Hello Chuck,
I have to disagree here. Trying it for myself will give me numbers but
not understanding which is the untimate goal.
The fault here is mine for not explaining adequately what I wanted.
In the case above I'm looking for the special case where there is 1
match per string for either Regex. For instance; the result of running
both examples above against "09/26/07 The quick brown fox ran away."
The date would probably take just as long for each regex. However, it
seems like it might be more efficient with the static characters to
search for a longer string than a shorter one (assuming that there was
no match embedded inside of another match). The reason for the
increase is that the pointer pointing to the head of the search would
move a greater length after a successful match.
A rule of thumb:
the more variable length parts, the slower *, +, {1,3}, {1,}
reluctant modifier, may be slower .*?, +?
the more look arounds (?<+, (?!, (?=, (?<!, the slower
the more optional parts, the slower
the more choices, the slower
the longer the regex, the slower
the more general parts (eg .*), the slower *if* there is a new part after
that.
a short constant part is marginally faster than a large constant part
anchored regexes are faster than ^, $
CultureInvariant regexes are slower
Named captures are slower than unnamed ones.
If you don't use a group for capturing, then it's faster to use (?:...) instead
of (...). Unless you specify the ExplicitCapture option.
Why?
Variable parts will try to capture as much as possible. so if you look at
the following expresion: A.*B in the following string: "AB1234567890" will
first apply the A, then the .* which means it will try to capture AB1234567890.
Then it concludes the B won't match and it will remove the last character
of the string back to AB123456789, again conclusign it won't match and remove
the next character from the capture AB12345678 all the way till it finally
returns AB. This is called Backtracking and you usually want to prevent that
as much as possible.
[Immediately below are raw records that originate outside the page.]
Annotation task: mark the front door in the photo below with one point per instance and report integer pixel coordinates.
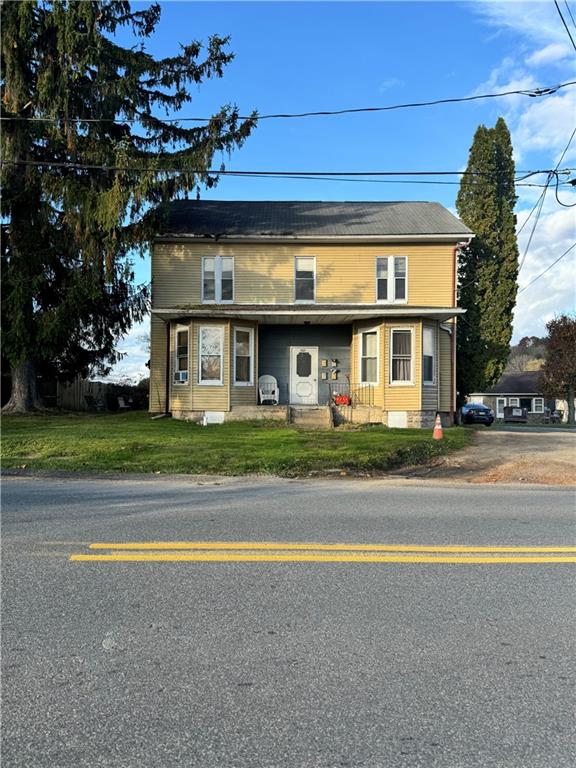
(304, 375)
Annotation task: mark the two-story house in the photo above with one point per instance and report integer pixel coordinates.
(348, 299)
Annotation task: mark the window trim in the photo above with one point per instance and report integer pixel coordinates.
(391, 294)
(180, 328)
(429, 382)
(218, 280)
(361, 332)
(250, 332)
(402, 382)
(211, 382)
(304, 301)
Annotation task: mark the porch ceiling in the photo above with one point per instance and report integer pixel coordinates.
(310, 315)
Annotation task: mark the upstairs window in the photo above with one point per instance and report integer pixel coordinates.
(305, 278)
(218, 279)
(428, 345)
(181, 356)
(401, 363)
(391, 279)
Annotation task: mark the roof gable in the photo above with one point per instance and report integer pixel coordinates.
(281, 219)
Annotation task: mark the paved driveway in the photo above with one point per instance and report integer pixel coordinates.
(545, 456)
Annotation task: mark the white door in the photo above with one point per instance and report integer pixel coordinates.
(304, 375)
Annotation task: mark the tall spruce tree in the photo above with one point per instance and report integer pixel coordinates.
(488, 267)
(87, 163)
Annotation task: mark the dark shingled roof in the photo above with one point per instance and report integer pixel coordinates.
(310, 219)
(512, 383)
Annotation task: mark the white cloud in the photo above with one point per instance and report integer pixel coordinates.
(555, 292)
(537, 21)
(540, 129)
(554, 53)
(136, 350)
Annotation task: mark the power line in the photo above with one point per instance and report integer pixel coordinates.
(565, 25)
(260, 173)
(532, 93)
(570, 12)
(548, 268)
(540, 202)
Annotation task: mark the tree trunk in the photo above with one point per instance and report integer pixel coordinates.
(24, 396)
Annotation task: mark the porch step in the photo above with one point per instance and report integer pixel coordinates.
(311, 416)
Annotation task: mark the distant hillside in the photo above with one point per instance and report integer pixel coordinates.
(527, 355)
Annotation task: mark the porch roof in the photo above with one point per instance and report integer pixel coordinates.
(311, 314)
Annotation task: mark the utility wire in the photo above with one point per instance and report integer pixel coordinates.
(570, 12)
(263, 174)
(565, 25)
(540, 202)
(548, 268)
(532, 92)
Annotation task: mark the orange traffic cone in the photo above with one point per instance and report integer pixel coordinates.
(437, 434)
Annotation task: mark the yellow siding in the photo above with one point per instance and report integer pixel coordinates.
(157, 402)
(445, 369)
(400, 397)
(264, 273)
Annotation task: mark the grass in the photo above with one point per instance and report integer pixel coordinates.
(132, 442)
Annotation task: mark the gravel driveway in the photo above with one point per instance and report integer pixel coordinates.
(545, 456)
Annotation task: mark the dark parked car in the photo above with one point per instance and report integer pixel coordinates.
(476, 413)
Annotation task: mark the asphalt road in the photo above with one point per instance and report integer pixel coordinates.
(271, 663)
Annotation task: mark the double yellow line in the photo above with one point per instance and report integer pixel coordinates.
(284, 552)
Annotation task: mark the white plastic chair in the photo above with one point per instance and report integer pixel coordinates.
(268, 390)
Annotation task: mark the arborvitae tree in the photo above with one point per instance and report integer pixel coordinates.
(87, 160)
(558, 374)
(488, 267)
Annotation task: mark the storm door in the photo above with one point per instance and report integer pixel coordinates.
(304, 375)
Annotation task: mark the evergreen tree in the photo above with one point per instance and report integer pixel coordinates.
(86, 165)
(558, 374)
(488, 267)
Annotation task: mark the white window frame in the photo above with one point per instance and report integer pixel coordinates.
(211, 382)
(361, 332)
(304, 301)
(250, 331)
(218, 280)
(432, 329)
(180, 329)
(402, 382)
(391, 297)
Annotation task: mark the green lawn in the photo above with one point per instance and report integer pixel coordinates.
(132, 442)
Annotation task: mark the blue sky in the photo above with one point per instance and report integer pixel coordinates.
(302, 56)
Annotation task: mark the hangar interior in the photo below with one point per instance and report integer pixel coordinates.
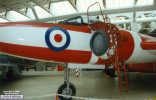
(40, 80)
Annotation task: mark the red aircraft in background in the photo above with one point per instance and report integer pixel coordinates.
(70, 42)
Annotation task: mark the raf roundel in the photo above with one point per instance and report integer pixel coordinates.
(57, 38)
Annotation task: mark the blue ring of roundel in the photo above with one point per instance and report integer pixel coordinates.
(50, 45)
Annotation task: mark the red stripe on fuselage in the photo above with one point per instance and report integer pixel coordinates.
(47, 54)
(83, 28)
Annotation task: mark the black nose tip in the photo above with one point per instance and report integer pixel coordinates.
(99, 43)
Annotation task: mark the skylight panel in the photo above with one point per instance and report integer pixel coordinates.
(82, 5)
(41, 12)
(3, 20)
(113, 4)
(62, 8)
(30, 13)
(144, 2)
(15, 16)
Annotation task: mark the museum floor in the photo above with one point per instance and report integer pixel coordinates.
(91, 84)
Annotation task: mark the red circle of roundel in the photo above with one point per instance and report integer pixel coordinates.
(58, 38)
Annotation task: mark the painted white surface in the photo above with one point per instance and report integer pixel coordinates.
(139, 55)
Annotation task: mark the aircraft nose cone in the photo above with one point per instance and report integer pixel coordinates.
(99, 43)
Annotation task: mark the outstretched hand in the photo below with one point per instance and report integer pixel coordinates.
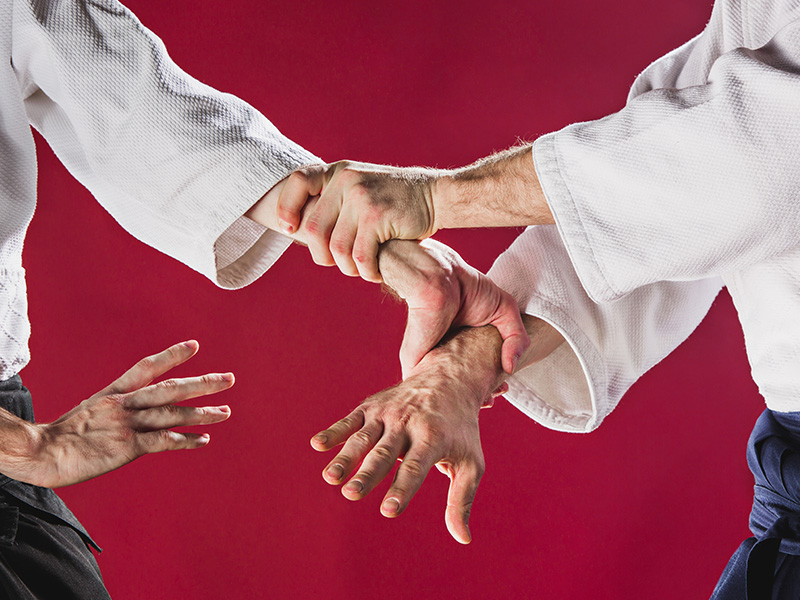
(429, 419)
(127, 419)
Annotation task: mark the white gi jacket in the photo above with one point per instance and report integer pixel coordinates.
(175, 162)
(695, 184)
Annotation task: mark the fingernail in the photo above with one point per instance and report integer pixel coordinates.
(391, 506)
(354, 486)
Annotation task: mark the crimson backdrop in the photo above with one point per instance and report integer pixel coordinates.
(649, 506)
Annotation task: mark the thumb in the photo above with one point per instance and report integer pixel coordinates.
(463, 487)
(509, 323)
(424, 329)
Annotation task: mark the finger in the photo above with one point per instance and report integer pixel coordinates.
(409, 477)
(165, 417)
(159, 441)
(424, 329)
(342, 239)
(375, 467)
(463, 487)
(353, 451)
(338, 432)
(516, 341)
(501, 389)
(320, 224)
(293, 197)
(171, 391)
(147, 369)
(365, 254)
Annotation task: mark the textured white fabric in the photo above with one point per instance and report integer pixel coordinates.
(174, 161)
(693, 184)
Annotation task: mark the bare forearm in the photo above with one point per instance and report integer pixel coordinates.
(474, 354)
(501, 190)
(19, 441)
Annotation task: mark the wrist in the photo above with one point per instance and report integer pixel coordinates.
(22, 451)
(469, 360)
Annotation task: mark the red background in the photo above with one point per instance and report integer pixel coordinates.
(651, 505)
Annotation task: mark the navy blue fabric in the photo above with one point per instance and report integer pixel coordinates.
(767, 565)
(16, 399)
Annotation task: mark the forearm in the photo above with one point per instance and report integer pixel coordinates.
(19, 443)
(501, 190)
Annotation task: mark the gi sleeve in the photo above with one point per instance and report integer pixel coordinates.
(683, 184)
(610, 345)
(176, 162)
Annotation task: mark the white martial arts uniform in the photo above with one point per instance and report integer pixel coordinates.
(695, 184)
(174, 161)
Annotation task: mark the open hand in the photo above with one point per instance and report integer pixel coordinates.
(360, 206)
(127, 419)
(429, 419)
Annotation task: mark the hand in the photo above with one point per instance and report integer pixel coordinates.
(430, 418)
(443, 292)
(127, 419)
(361, 206)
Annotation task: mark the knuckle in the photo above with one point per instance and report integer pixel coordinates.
(149, 362)
(414, 467)
(340, 247)
(300, 176)
(362, 437)
(344, 459)
(383, 454)
(167, 384)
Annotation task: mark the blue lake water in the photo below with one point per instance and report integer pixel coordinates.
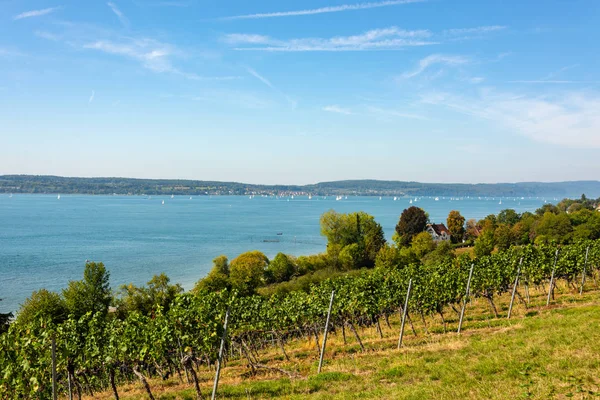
(45, 241)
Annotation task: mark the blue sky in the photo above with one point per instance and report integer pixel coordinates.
(301, 92)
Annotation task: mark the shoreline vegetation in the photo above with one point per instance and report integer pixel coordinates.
(108, 340)
(45, 184)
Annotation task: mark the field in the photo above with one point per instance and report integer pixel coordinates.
(540, 353)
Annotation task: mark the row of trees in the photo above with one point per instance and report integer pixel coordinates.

If you know there should be a relatively short distance
between the A and the B use a reluctant modifier .*? or limit the length
to search .{0,100} or even make that reluctant .{0,100}?. See my note on
reluctant modifiers in the next paragraph.
Reluctant modifiers are generally slower. *unless* you know there is supposed
to be a a short distance between this part and the next. Why? Well consider
A.*?B with the following input: A1234567890B it will try to match this as
follows: it firtst captures A, then sees if there's a B behind it. If there
isn't the .*? captures the 1. So now we're ate A1. The engine will again
try to see if the next character is a B. It isn't so .*? will capture the
next character A12. This is repeated until it captures A1234567890B. Now
going back to the previous example. If th einput string there is used this
expression is actually faster. Why? Well considering the string AB1234567890.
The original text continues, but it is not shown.